Now, as a junior in high school, that question has again become pertinent. However, I no longer want to be a crossing guard.
Now when I am asked what I want my profession to be I take a deep breath and say something like this:
I just want to write all day, everyday. I was to wake up in the morning, pet one of my twelve cats, drink a cup of coffee and sit down at a desk, still in my pjs. I want to disappear into a world that I’ve created with people I’ve thought up. I want to go on a magnificent adventure all from the comfort of my home. I want a regular workday to consist of battling dragons, sewing together plot holes, and coming up with clever one-liners. In other words, when I grow up I want to be an author.
But you can’t just say those things, apparently. Every time I have I’ve gotten “the look”.
The look that says “You know you are going to be living out of a cardboard box, right?” or “Sure, you say that…but you know you’ll never be successful enough to live off writing.” Or even “So you ARE crazy!”

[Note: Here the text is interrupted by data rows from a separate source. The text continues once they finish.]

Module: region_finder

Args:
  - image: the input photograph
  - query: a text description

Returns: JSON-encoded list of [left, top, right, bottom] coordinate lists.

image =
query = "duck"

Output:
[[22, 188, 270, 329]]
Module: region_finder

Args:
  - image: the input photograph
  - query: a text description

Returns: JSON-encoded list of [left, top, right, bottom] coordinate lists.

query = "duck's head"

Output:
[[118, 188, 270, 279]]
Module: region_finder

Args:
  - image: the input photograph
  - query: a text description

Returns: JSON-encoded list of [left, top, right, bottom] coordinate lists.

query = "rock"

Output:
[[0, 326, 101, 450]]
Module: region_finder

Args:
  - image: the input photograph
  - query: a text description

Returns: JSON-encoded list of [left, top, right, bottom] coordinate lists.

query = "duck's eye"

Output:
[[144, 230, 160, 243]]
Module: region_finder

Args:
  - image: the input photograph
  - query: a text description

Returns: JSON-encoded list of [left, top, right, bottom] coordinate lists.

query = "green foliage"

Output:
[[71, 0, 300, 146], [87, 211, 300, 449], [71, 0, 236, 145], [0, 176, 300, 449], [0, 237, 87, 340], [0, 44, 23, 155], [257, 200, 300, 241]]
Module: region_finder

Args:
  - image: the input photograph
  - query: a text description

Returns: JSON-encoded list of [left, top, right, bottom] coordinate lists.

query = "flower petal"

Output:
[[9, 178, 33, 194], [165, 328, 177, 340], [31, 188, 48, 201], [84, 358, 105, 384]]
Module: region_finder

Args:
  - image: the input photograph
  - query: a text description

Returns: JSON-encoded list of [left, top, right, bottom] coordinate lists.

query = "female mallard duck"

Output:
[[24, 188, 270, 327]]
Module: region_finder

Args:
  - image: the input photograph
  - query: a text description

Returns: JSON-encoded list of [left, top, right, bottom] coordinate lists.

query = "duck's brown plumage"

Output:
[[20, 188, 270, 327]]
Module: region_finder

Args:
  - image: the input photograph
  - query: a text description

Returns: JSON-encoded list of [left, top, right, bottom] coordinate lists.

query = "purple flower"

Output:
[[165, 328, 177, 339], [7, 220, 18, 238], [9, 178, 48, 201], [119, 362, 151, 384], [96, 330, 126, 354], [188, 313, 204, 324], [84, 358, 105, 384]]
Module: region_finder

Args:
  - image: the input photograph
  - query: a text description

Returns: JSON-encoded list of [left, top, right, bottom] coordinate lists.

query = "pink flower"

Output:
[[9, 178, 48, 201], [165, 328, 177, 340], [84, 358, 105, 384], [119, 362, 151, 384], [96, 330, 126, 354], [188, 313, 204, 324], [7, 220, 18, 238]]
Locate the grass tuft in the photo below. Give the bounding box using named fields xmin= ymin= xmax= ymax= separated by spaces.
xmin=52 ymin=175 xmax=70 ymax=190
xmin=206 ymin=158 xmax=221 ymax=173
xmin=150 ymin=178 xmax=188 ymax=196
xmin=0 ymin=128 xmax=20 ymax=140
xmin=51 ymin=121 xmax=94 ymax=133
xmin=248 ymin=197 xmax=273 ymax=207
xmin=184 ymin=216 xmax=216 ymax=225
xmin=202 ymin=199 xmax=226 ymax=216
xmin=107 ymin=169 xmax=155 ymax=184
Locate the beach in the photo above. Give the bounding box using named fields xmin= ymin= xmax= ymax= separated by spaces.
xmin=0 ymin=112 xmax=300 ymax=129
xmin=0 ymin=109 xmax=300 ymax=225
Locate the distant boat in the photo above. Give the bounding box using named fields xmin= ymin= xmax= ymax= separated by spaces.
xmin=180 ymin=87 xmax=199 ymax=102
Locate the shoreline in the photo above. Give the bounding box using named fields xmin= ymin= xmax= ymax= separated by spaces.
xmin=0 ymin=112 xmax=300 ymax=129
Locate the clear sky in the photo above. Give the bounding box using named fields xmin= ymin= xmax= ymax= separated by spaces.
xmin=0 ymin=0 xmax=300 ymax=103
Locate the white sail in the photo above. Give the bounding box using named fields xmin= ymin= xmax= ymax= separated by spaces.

Whatever they mean by it, when my friends give me this look I get a sick feeling in my stomach. There’s not a lot of support for wannabe writers out there.
So I’m taking a stand. In the past I had been self-conscious about saying I wanted to be a novelist. Well, I, not going to be anymore. I love writing. It’s something I’m passionate about. I want to wake up every morning and do something that fills my life with joy, even if I don’t make a lot of money doing it.
And not only am I going to be proud and vocal about my dreams and ambitions, I plan to achieve them. My goal is to get one of the stories I’ve written published before I graduate high school.
So give me “the look” all you want, but don’t expect to be in the acknowledgments of my novel.